On January 13, MIA Minister Joachim Brudzinski condemned xenophobic and aggressive behavior against people because of their skin color, religion, or beliefs following an incident that day in which two men insulted two Syrian citizens in Wroclaw. Police detained two suspects, who were charged with public insult on the basis of national origin. There was no further information available on the case.
On April 21, law enforcement officials in the town of Dzierzoniow disrupted plans by groups whom media and law enforcement described as neofascists to organize a concert celebrating Adolf Hitler’s birthday. Approximately 300 police officers and Internal Security Agency officers conducted a series of raids in the area, resulting in the questioning of approximately a dozen persons and the detention of the two men suspected of organizing the concert.
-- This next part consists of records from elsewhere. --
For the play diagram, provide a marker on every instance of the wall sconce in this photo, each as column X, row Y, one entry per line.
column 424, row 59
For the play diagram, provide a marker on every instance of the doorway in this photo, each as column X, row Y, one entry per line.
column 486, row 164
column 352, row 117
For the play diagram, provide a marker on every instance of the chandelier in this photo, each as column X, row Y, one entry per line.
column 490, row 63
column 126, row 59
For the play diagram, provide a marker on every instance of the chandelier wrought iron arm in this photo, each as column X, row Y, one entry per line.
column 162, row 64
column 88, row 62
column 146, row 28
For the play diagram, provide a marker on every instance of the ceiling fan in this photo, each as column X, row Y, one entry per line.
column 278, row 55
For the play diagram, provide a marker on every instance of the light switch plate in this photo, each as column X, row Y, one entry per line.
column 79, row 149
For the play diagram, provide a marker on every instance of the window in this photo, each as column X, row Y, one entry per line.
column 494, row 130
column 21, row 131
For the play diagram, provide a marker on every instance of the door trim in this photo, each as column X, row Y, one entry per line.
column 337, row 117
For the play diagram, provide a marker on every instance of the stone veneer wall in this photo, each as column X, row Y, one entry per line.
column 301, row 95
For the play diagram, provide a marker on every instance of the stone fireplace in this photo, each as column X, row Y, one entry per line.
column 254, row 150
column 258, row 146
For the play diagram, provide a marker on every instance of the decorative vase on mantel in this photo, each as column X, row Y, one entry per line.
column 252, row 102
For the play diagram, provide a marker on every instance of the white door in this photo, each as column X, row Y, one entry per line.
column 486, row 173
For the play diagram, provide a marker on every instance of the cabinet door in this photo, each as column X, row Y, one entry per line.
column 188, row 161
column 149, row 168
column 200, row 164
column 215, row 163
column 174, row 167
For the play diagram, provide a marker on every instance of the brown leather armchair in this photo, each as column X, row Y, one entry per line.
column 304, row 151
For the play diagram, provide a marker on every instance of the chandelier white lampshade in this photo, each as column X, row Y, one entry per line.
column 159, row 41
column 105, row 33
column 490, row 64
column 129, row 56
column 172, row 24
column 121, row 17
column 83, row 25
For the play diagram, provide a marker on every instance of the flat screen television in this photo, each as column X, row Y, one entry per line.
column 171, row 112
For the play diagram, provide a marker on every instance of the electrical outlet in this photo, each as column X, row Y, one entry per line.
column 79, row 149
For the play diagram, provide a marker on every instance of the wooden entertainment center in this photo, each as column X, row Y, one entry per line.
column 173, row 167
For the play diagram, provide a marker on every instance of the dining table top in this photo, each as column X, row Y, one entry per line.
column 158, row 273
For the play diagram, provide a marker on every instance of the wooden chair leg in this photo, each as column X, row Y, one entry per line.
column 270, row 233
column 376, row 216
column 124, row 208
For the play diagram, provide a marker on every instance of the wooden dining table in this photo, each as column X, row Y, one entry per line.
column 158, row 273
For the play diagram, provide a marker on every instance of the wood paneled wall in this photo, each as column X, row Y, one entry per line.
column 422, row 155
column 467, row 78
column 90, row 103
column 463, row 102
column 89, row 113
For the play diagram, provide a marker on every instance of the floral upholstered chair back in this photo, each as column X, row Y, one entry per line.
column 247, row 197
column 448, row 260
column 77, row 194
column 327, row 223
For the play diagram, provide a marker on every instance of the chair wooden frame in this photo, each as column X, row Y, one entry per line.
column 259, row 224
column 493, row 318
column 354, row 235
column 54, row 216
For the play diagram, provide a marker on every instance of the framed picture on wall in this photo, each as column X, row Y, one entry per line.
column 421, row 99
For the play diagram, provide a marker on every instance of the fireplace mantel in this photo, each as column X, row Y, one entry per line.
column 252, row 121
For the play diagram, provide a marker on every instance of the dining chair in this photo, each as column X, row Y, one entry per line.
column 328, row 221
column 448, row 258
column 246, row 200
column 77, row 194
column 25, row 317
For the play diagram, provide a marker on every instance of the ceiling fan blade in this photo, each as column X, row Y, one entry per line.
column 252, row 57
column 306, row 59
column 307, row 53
On January 15, President Andrzej Duda and his wife hosted an interfaith holiday gathering with representatives of various religious groups and national minorities. The president said, “Many generations of Poles, irrespective of their language and religion, have jointly fought for a free and independent Poland,” and added that the country provided “security, peace, and the possibility for all Poles to live a normal life.”
On February 27, President Duda and his wife visited the Krakow Jewish community preschool and nursery, and met with Krakow Jewish Community Chair Tadeusz Jakubowicz and Chief Rabbi of Poland Michael Schudrich. During the meeting, the president said Poles and Jews had 1,000 years of shared history and praised the contribution of many Jews to the country’s independence.
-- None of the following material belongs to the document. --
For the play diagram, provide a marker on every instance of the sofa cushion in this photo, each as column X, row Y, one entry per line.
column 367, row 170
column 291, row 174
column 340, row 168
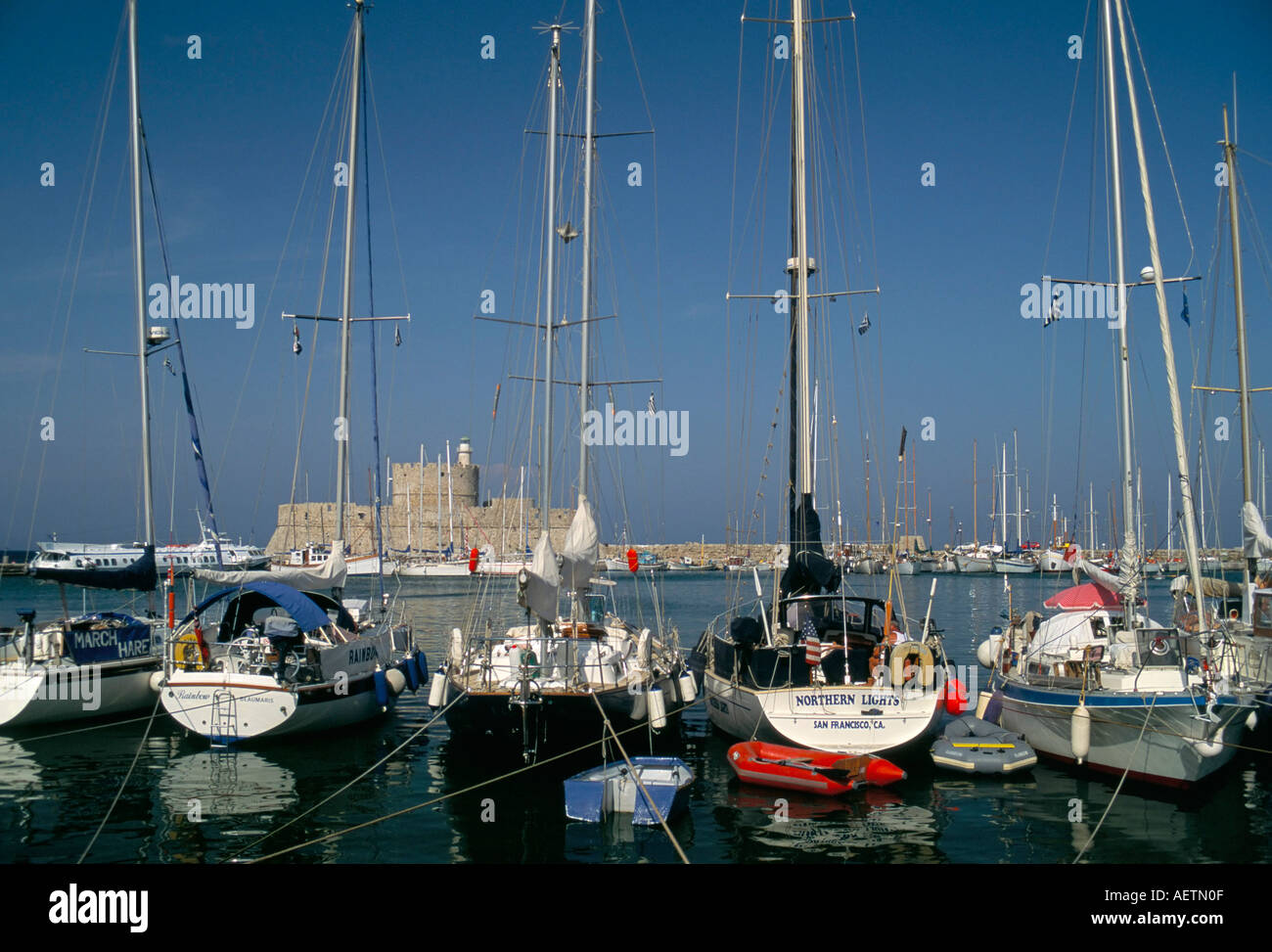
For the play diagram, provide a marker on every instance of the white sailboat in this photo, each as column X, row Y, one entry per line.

On March 6, the lower house of parliament adopted a resolution condemning anti-Semitism to mark the 50th anniversary of the March 1968 purges in which the communist government exiled thousands of Jews from the country. The resolution condemned all manifestations of anti-Semitism and the 1968 communist government.
In March parliament passed, and the president signed, legislation designating March 24 as a national holiday commemorating Poles who saved Jews during WWII.
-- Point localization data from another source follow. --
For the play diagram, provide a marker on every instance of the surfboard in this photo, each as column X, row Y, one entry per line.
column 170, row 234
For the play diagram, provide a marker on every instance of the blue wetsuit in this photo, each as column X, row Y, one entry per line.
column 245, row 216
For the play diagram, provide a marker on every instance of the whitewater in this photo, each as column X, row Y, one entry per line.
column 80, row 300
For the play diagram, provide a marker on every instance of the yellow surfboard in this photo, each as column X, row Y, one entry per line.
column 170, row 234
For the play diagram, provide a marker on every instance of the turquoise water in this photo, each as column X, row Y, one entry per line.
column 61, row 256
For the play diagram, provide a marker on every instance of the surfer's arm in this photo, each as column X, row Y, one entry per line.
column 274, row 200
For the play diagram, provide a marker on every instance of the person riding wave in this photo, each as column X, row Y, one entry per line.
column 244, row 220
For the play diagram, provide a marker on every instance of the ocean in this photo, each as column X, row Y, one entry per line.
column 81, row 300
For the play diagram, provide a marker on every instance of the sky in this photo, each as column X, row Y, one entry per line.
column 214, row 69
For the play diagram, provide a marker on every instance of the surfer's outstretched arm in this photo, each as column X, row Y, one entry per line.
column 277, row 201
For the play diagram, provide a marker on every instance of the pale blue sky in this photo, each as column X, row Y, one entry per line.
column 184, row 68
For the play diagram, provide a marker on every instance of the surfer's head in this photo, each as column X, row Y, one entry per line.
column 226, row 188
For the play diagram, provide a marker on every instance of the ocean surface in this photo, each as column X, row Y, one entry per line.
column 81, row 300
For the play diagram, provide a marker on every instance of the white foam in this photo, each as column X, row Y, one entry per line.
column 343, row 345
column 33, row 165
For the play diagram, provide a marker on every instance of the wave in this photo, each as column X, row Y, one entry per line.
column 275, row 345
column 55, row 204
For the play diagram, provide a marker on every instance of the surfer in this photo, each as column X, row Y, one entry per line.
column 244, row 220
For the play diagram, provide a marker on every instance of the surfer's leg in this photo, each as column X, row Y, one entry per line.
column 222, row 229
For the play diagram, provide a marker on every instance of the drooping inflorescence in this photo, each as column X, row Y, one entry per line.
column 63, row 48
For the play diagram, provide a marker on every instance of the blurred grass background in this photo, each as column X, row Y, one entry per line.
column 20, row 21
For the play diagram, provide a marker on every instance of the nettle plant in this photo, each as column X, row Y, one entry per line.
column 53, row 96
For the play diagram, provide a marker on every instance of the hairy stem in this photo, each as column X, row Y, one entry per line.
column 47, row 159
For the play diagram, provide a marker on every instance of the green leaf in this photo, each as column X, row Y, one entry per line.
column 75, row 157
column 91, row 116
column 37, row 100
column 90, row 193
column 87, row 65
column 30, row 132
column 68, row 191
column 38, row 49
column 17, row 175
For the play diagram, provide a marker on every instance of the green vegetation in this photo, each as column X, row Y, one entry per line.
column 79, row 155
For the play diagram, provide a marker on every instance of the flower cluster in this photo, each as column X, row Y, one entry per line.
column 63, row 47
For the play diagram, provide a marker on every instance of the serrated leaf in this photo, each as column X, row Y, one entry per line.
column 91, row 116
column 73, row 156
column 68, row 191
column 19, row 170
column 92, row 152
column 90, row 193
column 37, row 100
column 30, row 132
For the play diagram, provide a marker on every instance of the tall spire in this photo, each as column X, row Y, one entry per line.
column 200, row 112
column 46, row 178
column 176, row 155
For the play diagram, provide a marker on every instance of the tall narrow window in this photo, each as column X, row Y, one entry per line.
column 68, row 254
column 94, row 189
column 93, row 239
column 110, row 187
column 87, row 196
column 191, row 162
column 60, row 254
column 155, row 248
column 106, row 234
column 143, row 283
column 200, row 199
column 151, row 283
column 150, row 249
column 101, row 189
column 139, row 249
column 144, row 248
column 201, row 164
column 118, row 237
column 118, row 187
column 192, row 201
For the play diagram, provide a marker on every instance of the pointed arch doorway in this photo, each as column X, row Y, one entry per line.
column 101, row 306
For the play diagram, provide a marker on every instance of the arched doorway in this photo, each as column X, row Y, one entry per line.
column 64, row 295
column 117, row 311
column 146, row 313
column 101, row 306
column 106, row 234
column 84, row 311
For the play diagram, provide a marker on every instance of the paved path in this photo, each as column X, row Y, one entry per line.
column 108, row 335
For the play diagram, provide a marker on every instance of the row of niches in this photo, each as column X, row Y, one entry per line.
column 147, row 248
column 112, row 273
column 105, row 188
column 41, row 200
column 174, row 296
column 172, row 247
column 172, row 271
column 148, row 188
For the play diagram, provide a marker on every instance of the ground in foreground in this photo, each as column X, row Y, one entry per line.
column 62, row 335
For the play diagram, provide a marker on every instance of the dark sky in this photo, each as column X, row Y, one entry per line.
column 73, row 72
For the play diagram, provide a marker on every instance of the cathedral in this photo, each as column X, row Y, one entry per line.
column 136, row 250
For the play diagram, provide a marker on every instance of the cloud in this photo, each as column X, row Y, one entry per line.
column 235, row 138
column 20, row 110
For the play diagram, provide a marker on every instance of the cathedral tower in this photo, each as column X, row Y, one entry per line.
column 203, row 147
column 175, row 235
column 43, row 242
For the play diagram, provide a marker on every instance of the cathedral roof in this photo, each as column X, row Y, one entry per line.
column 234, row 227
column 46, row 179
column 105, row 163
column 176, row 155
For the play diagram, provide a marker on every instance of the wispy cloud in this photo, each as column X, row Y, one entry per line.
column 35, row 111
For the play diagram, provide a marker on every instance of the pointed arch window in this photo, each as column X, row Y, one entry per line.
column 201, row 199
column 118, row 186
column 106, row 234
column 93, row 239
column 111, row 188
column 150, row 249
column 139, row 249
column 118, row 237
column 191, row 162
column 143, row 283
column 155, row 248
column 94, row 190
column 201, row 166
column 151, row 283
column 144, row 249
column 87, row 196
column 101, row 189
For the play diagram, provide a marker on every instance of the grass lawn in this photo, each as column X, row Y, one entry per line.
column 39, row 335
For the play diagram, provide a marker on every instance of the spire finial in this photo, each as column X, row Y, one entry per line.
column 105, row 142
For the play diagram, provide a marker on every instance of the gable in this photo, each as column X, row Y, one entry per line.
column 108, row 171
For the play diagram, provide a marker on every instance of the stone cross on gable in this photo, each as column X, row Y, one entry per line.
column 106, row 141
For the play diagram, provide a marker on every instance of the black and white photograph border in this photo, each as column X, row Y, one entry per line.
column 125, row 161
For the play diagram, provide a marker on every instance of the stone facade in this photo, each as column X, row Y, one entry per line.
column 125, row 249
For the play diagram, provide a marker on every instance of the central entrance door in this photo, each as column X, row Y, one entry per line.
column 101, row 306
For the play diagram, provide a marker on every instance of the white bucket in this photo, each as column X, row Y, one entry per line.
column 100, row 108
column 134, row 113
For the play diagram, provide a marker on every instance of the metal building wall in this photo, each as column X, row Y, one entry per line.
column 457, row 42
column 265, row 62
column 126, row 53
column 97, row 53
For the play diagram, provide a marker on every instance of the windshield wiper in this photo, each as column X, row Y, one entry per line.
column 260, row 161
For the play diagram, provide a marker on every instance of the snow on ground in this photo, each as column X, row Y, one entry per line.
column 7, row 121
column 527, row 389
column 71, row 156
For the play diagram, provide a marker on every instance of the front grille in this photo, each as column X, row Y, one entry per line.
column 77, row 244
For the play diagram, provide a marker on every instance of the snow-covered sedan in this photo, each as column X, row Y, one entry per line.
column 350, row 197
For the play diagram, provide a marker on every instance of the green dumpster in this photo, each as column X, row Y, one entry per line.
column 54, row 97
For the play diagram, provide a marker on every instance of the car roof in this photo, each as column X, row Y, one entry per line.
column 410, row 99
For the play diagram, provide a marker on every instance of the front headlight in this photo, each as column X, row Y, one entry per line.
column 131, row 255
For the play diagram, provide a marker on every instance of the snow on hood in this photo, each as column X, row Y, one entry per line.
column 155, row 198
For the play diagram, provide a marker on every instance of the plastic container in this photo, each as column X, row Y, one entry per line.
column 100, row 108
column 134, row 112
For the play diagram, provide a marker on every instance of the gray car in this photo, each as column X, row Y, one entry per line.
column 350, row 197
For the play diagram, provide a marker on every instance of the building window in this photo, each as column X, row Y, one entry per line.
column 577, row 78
On April 12, President Duda marched together with Israeli President Reuven Rivlin in the International March of the Living, an annual educational program that brought individuals from around the world to Poland to study the history of the Holocaust.
On June 14, Deputy Prime Minister Beata Szydlo attended the 78th anniversary of the first deportation of Poles to Auschwitz at a ceremony at the site of the Nazi death camp.
On October 14, the government organized an official commemoration on the 75th anniversary of the uprising at the Sobibor Nazi extermination camp, with the participation of the Presidential Chancellery (Minister Wojciech Kolarski, who read the letter from the president), Deputy Prime Minister Piotr Glinski, former prisoners, and representatives from the prisoners’ countries of origin, including Russia, Slovakia, the Czech Republic, France, Ukraine, the Netherlands, Germany, and Austria.
The government continued to fund exchanges with national participants and Israeli Jews as part of a long-term cultural exchange agreement with the government of Israel to foster dialogue on restitution, the Holocaust, and interfaith issues.
The government is a member of the International Holocaust Remembrance Alliance.